# Dune: Die ersten Kritiken zur Neuverfilmung des SciFi-Epos



## AndreLinken (7. September 2021)

Jetzt ist Deine Meinung zu *Dune: Die ersten Kritiken zur Neuverfilmung des SciFi-Epos* gefragt.

					Bitte beachtet: Der Kommentarbereich wird gemäß der Forenregeln moderiert.
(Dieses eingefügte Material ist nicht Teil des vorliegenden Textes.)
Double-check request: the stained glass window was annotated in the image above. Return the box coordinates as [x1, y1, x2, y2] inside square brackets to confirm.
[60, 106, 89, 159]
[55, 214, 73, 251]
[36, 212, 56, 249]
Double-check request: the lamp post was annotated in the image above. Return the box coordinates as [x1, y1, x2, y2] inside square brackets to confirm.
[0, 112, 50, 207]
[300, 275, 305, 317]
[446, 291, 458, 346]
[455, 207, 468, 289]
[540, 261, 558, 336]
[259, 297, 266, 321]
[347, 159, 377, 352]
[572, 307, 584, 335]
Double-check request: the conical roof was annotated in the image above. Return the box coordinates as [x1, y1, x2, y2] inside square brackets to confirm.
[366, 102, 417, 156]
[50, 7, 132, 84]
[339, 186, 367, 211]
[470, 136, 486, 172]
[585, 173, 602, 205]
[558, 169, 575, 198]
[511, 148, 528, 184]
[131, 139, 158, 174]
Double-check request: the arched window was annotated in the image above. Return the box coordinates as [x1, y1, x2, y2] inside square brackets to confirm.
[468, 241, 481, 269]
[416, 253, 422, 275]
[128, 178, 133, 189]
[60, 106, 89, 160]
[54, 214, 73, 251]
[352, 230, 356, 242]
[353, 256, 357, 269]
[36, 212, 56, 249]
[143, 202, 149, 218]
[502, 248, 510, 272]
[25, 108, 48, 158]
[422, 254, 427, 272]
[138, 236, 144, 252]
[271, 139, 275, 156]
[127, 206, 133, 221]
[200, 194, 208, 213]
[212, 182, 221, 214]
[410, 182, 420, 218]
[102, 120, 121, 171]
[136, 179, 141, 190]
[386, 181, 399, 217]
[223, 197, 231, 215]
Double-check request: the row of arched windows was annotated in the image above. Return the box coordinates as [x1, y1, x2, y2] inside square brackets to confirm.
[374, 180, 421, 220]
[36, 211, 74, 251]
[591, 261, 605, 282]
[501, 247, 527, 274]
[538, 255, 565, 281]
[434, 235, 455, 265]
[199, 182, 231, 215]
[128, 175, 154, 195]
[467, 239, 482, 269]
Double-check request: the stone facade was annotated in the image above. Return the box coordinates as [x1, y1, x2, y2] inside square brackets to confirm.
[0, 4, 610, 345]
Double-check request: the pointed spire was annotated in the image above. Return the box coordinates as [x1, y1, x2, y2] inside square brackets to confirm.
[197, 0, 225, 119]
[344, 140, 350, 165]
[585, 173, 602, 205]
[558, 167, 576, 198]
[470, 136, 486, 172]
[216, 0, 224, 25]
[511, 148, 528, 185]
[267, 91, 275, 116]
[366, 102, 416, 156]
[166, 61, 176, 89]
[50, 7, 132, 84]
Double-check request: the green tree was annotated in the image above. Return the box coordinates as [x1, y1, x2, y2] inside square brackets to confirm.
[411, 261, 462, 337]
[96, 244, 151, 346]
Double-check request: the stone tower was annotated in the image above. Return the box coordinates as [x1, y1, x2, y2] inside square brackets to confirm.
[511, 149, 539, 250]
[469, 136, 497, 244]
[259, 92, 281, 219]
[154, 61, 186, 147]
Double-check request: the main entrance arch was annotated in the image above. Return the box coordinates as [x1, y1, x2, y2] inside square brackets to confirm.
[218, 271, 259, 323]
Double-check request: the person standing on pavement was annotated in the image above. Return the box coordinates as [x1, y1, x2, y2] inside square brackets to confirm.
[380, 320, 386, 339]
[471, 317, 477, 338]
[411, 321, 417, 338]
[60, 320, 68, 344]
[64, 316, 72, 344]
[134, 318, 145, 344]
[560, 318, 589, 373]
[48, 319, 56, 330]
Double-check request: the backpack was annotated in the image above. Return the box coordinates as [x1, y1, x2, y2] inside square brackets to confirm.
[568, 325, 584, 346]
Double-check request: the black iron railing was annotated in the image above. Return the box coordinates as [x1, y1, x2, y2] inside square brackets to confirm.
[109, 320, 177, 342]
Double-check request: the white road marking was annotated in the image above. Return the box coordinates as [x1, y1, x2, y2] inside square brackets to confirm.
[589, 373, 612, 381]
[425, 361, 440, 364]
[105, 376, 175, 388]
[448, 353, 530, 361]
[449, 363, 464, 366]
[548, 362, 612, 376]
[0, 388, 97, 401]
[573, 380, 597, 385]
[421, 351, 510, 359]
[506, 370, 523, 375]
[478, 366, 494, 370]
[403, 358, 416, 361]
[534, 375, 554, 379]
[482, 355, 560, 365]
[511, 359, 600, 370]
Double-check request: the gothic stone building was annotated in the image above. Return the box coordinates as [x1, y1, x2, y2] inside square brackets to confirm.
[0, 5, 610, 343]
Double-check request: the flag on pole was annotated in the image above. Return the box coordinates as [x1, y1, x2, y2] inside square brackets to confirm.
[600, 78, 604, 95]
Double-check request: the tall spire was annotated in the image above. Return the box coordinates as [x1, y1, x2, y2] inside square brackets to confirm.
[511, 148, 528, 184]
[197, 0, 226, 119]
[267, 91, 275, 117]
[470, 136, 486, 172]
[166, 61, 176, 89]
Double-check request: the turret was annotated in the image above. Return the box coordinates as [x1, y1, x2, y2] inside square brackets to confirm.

			Dieser Inhalt steht nur eingeloggten Mitgliedern zur Verfügung.
        

 Zum Artikel: *Dune: Die ersten Kritiken zur Neuverfilmung des SciFi-Epos*


----------



## Phone (7. September 2021)

Die 100 /100  sowie die richtig unterirdischen Wertung kann man schon mal getrost ignorieren.
Also wirds wohl ein guter überdurchschnittlicher Film


----------



## GhostfaceN7 (7. September 2021)

Ich geb nen Sche*ß auf Kritiken, Tests oder sonstwas! Ich mach mir lieber selber ein Bild. Bin schon lange Fan von dem Franchise, schon sehr lange!


----------



## Ayato087 (8. September 2021)

100/100 na das.ist sicherlich etwas übertrieben aber ich freue mich auf d Film . Mal sehen wie er so ist und da nun die Kinos auch wieder offen sind freue ich mich noch mehr mein erster.kino Besuch in der Corona Zeit seit langem


----------



## ssj3rd (8. September 2021)

GhostfaceN7 schrieb:


> Ich geb nen Sche*ß auf Kritiken, Tests oder sonstwas! Ich mach mir lieber selber ein Bild. Bin schon lange Fan von dem Franchise, schon sehr lange!



Gut gebrüllt Löwe! 
Geht’s dir nun besser?


----------



## GhostfaceN7 (8. September 2021)

Könnt ich dich auch fragen!


----------